24X National Exchange Proposes Trading for Tokenized Russell 1000 Stocks and ETFs

By Patricia Miller

Jun 19, 2026

2 min read

24X National Exchange aims to enhance trading by allowing tokenized Russell 1000 stocks and ETFs, integrating blockchain technology.

#What is the new proposal from 24X National Exchange?

24X National Exchange has submitted a proposed rule change to the SEC, which aims to facilitate trading of tokenized versions of Russell 1000 stocks and ETFs. This filing, identified as SR-24X-2026-20, was officially sent on June 11 and brought to the SEC's attention by June 16. This initiative positions 24X as a pioneering platform in utilizing blockchain technology for stock trading.

#How does the rule change benefit trading?

The proposed regulation allows members of 24X to trade tokenized versions of DTC-eligible securities integrated within a unified order book. Instead of having a separate and fragmented marketplace for tokenized shares, investors will have the opportunity to trade these alongside traditional stocks, which enhances liquidity and market efficiency. This approach focuses on providing a substantial trading universe, incorporating the largest publicly traded companies in the U.S., as represented by the Russell 1000 index and significant ETFs.

#What does this mean for access to equity markets?

In his discussion about the filing, CEO Dmitri Galinov emphasized that this move contributes to improving global access to equity markets. The integration of tokenized securities can open new channels for investment and serve a wider range of investors.

#How is 24X following the lead of major exchanges?

The move by 24X is aligned with recent decisions made by leading U.S. exchanges. Nasdaq received approval for a similar rule change concerning tokenized securities in March 2026, followed by NYSE in April. With 24X now seeking similar approval, it aims to align its operations with the framework already accepted by the largest U.S. exchanges.
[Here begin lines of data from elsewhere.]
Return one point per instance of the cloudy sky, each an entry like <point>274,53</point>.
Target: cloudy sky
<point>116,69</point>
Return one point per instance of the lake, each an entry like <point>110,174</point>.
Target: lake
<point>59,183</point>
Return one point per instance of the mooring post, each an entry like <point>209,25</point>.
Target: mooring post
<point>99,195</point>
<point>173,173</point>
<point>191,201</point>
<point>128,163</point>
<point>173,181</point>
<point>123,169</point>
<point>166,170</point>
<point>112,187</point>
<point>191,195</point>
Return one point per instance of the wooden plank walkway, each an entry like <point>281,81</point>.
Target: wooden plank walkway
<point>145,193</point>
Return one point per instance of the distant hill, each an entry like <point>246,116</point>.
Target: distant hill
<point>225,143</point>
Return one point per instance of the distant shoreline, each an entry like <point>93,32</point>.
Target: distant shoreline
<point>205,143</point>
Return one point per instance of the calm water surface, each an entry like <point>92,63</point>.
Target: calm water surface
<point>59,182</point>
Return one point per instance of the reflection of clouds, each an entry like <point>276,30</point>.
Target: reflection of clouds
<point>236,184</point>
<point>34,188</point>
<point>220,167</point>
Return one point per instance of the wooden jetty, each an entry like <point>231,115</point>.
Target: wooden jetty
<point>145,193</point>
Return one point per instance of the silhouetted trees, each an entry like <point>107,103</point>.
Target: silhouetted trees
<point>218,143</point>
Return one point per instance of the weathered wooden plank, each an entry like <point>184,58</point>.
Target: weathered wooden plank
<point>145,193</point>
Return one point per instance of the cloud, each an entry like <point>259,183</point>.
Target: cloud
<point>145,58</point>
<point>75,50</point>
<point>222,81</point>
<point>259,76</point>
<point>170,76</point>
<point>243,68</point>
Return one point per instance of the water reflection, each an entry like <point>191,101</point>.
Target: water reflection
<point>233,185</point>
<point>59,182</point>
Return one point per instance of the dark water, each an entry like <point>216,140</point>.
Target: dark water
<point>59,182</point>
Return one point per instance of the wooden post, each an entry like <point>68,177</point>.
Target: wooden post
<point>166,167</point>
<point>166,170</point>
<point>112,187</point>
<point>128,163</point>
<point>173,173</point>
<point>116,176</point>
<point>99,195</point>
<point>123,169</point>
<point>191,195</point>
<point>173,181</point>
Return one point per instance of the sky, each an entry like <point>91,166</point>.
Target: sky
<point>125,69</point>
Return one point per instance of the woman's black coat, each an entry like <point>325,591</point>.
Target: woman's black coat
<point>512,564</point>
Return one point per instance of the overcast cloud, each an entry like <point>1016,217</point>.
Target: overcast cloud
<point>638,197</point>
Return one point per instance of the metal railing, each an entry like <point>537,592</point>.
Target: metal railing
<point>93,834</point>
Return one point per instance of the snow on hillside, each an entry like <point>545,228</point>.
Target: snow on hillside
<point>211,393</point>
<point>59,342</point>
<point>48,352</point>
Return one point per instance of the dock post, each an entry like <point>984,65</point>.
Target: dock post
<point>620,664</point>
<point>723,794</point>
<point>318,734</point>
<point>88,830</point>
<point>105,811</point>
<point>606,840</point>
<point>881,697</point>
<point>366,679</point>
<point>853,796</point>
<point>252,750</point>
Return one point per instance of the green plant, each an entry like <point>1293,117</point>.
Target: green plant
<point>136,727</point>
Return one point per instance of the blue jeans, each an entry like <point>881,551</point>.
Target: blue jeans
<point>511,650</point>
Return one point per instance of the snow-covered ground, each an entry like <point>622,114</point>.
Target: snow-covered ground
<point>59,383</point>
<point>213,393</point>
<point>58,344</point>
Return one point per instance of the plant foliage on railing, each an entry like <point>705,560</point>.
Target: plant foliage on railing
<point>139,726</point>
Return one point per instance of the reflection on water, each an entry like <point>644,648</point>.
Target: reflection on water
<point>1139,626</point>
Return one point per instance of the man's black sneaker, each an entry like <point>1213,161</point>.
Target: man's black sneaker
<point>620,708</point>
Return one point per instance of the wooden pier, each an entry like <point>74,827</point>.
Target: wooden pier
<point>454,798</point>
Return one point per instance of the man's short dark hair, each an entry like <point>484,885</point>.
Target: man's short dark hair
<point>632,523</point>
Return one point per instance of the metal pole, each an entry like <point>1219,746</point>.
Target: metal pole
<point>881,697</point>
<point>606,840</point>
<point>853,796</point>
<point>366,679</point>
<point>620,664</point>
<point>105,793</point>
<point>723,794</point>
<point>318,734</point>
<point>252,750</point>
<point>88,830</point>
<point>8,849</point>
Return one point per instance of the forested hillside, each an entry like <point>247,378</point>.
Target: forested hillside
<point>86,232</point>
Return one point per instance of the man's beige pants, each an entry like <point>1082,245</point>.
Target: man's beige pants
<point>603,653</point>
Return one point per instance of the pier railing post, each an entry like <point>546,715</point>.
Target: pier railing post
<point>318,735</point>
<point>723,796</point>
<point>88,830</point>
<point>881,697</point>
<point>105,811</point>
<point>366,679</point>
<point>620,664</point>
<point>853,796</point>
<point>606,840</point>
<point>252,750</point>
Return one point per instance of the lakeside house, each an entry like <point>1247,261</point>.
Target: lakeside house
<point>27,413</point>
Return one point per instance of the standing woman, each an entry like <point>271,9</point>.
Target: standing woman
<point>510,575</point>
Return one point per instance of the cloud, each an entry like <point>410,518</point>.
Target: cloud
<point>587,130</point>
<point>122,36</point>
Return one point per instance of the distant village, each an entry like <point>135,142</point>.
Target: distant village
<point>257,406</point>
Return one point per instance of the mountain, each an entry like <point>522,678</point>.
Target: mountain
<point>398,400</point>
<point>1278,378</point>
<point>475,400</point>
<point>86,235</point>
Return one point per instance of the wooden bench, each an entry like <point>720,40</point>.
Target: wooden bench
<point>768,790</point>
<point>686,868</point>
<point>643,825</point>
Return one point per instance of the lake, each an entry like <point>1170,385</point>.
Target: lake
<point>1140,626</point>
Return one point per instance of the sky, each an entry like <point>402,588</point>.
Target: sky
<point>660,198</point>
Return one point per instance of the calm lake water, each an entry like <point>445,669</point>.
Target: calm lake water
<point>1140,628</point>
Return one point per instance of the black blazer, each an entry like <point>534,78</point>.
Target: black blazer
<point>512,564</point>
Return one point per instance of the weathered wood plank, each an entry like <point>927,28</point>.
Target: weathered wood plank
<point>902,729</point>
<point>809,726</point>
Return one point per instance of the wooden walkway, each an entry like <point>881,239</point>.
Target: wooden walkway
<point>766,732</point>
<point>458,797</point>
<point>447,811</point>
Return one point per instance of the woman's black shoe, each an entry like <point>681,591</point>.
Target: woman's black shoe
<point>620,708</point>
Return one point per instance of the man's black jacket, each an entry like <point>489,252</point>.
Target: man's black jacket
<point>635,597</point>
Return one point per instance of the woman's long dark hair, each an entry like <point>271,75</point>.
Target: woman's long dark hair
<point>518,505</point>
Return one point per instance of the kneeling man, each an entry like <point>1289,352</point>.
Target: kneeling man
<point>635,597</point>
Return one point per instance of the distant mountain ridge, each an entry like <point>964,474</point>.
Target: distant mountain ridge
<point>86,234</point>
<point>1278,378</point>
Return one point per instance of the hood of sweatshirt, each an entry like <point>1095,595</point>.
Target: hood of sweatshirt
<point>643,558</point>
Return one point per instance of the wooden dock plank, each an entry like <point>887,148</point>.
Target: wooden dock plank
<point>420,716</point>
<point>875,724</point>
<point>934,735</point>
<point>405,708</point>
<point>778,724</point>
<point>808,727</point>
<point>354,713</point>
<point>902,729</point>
#What regulatory developments support this initiative?

The groundwork for this proposal was laid in December 2025 when the SEC issued a no-action letter that allowed for a pilot program of tokenized securities via the DTC. This program is set to launch in July 2026, with participation from prominent financial institutions such as BlackRock, JPMorgan, and Goldman Sachs. Notably, these tokenized shares are expected to hold the same legal status as their traditional counterparts, adhering to existing securities regulations.

#What implications does this have for individual investors?

For retail investors, the immediate impact of this development may be limited. However, the long-term potential is significant, especially regarding the reduction of the current T+1 settlement cycle. With improvements in settlement processes, there is an opportunity to reduce counterparty risk and unlock capital that is typically held during the settlement period.

#What are the risks associated with this proposal?

Despite the promising outlook, investors should remain cautious. Regulatory approval is not guaranteed and public comments can extend the approval process significantly. Furthermore, the technical aspects of integrating blockchain settlement systems with existing market infrastructures have not yet been tested at a large scale, which adds an element of uncertainty to this development.

Important Notice And Disclaimer

This article does not provide any financial advice and is not a recommendation to deal in any securities or product. Investments may fall in value and an investor may lose some or all of their investment. Past performance is not an indicator of future performance.